A powerful factor in the case may have been his proceeding, within a year of his appointment, to file an astounding claim for the sum of $12,000 on account of services rendered to the observatory in the capacity of general adviser before his appointment as director. These services extended from the beginning of preparations in 1874 up to the completion of the work. The trustees in replying to the claim maintained that I had been their principal adviser in preparing the plans. However true this may have been, it was quite evident, from Holden's statement, that they had been consulting him on a much larger scale than I had been aware of. This, however, was none of my concern. I ventured to express the opinion that the movement was made merely to place on record a statement of the director's services; and that no serious intention of forcing the matter to a legal decision was entertained. This surmise proved to be correct, as nothing more was heard of the claim.

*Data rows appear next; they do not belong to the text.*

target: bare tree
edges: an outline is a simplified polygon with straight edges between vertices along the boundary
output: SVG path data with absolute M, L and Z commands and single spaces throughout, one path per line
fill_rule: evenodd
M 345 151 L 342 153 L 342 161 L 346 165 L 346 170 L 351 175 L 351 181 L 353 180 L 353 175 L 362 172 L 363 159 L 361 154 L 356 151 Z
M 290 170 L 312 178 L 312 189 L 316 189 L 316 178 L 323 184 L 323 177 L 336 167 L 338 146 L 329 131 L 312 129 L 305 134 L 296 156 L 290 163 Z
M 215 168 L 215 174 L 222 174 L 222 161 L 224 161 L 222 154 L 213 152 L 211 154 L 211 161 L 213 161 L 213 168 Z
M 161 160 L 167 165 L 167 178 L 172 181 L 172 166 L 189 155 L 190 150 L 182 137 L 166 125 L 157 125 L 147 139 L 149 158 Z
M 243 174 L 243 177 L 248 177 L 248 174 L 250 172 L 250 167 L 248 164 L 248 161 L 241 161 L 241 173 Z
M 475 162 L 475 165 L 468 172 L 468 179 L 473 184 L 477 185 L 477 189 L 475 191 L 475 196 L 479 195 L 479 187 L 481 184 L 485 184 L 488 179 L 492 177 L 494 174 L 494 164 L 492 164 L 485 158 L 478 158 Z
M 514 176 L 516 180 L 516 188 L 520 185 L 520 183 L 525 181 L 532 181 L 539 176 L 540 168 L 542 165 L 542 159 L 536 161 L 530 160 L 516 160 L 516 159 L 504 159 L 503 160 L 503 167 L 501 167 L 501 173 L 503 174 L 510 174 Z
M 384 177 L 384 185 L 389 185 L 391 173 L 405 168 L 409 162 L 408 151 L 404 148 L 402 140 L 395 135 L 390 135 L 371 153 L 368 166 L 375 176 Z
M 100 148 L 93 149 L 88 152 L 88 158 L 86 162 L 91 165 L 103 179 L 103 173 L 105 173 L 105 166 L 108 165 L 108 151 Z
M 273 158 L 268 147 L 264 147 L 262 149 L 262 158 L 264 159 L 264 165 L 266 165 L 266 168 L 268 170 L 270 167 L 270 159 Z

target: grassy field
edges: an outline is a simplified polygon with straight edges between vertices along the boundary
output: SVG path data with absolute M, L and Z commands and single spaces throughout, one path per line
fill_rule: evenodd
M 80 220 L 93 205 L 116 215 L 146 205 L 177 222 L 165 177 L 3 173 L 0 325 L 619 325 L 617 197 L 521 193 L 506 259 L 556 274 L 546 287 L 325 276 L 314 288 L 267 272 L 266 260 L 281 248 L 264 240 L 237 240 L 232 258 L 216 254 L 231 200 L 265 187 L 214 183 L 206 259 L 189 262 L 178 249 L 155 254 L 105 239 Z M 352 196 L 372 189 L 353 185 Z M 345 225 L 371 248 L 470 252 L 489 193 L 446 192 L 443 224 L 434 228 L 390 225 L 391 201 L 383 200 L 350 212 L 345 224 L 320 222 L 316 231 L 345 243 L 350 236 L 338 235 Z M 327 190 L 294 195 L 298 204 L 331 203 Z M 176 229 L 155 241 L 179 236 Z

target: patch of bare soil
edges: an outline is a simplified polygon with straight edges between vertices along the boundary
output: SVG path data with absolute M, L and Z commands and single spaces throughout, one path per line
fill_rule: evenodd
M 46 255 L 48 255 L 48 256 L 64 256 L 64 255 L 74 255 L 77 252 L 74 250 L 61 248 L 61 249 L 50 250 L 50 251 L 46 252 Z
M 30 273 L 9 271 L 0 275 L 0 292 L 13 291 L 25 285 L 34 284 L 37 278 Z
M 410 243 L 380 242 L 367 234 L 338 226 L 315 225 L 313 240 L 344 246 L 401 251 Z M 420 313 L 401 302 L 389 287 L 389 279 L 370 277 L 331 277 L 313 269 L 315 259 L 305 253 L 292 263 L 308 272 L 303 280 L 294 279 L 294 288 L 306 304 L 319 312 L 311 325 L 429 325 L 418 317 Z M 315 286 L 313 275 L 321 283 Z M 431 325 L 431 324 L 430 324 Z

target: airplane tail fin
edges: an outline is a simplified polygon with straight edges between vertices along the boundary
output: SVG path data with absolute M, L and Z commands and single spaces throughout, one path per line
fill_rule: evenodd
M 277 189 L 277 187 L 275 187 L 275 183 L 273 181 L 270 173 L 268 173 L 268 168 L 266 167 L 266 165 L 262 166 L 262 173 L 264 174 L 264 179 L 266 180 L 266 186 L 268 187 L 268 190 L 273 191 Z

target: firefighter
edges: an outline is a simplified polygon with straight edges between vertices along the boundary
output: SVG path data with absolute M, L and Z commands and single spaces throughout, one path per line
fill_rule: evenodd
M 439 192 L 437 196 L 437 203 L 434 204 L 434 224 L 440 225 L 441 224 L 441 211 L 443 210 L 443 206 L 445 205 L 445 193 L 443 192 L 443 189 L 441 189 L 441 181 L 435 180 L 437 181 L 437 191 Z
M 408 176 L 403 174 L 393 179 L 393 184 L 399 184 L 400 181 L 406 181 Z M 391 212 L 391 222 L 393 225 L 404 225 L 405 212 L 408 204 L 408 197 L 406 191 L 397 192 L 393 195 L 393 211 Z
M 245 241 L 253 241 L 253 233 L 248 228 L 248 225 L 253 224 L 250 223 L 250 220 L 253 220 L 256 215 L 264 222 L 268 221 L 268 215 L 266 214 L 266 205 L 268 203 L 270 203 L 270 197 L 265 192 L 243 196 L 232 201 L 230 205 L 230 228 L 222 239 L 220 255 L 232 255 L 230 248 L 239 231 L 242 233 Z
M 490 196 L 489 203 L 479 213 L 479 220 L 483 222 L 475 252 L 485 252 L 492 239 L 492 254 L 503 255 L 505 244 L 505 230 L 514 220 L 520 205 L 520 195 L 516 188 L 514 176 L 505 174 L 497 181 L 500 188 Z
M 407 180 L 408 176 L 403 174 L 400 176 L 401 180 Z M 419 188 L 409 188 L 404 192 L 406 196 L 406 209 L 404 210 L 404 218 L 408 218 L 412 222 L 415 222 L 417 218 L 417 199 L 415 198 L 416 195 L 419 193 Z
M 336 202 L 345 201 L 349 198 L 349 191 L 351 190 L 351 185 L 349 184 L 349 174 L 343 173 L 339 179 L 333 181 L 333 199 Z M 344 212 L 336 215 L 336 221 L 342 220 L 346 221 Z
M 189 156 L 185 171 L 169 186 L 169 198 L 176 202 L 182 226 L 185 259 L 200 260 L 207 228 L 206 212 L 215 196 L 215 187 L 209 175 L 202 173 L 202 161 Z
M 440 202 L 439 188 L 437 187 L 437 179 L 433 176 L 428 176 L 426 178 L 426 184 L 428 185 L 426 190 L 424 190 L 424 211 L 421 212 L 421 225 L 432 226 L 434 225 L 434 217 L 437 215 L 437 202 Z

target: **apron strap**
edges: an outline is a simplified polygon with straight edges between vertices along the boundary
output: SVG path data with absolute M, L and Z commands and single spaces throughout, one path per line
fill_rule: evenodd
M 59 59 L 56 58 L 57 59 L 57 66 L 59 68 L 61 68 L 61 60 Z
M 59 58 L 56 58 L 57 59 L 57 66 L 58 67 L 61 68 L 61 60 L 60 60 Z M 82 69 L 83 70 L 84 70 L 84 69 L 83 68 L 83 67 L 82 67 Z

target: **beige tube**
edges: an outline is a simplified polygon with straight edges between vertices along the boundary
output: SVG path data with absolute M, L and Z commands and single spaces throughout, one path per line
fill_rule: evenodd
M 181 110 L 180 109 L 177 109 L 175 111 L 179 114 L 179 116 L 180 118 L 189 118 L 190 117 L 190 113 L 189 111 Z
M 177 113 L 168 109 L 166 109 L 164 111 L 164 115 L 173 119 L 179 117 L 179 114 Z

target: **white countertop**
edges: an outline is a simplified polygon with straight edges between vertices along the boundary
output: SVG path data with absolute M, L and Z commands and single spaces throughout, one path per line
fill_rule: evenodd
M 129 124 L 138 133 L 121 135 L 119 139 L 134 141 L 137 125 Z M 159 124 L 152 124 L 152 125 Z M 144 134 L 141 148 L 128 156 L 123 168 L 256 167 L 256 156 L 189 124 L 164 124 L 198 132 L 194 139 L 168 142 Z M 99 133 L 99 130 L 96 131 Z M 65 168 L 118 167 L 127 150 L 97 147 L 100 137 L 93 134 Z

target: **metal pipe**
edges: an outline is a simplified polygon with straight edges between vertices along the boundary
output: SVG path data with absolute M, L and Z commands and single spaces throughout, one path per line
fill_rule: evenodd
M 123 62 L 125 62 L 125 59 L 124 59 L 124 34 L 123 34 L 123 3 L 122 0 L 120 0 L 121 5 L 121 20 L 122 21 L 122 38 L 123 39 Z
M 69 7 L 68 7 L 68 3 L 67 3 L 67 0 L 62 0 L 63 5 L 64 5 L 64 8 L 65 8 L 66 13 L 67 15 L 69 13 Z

Much has been said of the effect of the comparative isolation of such a community, which is apt to be provocative of internal dissension. But this cause has not operated in the case of Holden's successors. Keeler became the second director in 1897, and administered his office with, so far as I know, universal satisfaction till his lamented death in 1900. It would not be a gross overstatement to say that his successor was named by the practically unanimous voice of a number of the leading astronomers of the world who were consulted on the subject, and who cannot but be pleased to see how completely their advice has been justified by the result of Campbell's administration.
VIII
THE AUTHOR'S SCIENTIFIC WORK
Perhaps an apology is due to the reader for my venturing to devote a chapter to my own efforts in the scientific line. If so, I scarcely know what apology to make, unless it is that one naturally feels interested in matters relating to his own work, and hopes to share that interest with his readers, and that it is easier for one to write such an account for himself than for any one else to do it for him.
Having determined to devote my life to the prosecution of exact astronomy, the first important problem which I took up, while at Cambridge, was that of the zone of minor planets, frequently called asteroids, revolving between the orbits of Mars and Jupiter. It was formerly supposed that these small bodies might be fragments of a large planet which had been shattered by a collision or explosion. If such were the case, the orbits would, for a time at least, all pass through the point at which the explosion occurred. When only three or four were known, it was supposed that they did pass nearly through the same point. When this was found not to be the case, the theory of an explosion was in no way weakened, because, owing to the gradual changes in the form and position of the orbits, produced by the attraction of the larger planets, these orbits would all move away from the point of intersection, and, in the course of thousands of years, be so mixed up that no connection could be seen between them. This result was that nothing could be said upon the subject except that, if the catastrophe ever did occur, it must have been many thousand years ago. The fact did not in any way militate against the theory because, in view of the age of the universe, the explosion might as well have occurred hundreds of thousands or even millions of years ago as yesterday. To settle the question, general formulæ must be found by which the positions of these orbits could be determined at any time in the past, even hundreds of thousands of years back. The general methods of doing this were known, but no one had applied them to the especial case of these little planets. Here, then, was an opportunity of tracing back the changes in these orbits through thousands of centuries in order to find whether, at a certain epoch in the past, so great a cataclysm had occurred as the explosion of a world. Were such the case, it would be possible almost to set the day of the occurrence. How great a feat would it be to bring such an event at such a time to light!
I soon found that the problem, in the form in which it had been attacked by previous mathematicians, involved no serious difficulty. At the Springfield meeting of the American Association for the Advancement of Science, in 1859, I read a paper explaining the method, and showed by a curve on the blackboard the changes in the orbit of one of the asteroids for a period, I think, of several hundred thousand years,—"beyond the memory of the oldest inhabitants"—said one of the local newspapers. A month later it was extended to three other asteroids, and the result published in the "Astronomical Journal." In the following spring, 1860, the final results of the completed work were communicated to the American Academy of Arts and Sciences in a paper "On the Secular Variations and Mutual Relations of the Orbits of the Asteroids." The question of the possible variations in the orbits and the various relations amongst them were here fully discussed. One conclusion was that, so far as our present theory could show, the orbits had never passed through any common point of intersection.
The whole trend of thought and research since that time has been toward the conclusion that no such cataclysm as that looked for ever occurred, and that the group of small planets has been composed of separate bodies since the solar system came into existence. It was, of course, a great disappointment not to discover the cataclysm, but next best to finding a thing is showing that it is not there. This, it may be remarked, was the first of my papers to attract especial notice in foreign scientific journals, though I had already published several short notes on various subjects in the "Astronomical Journal."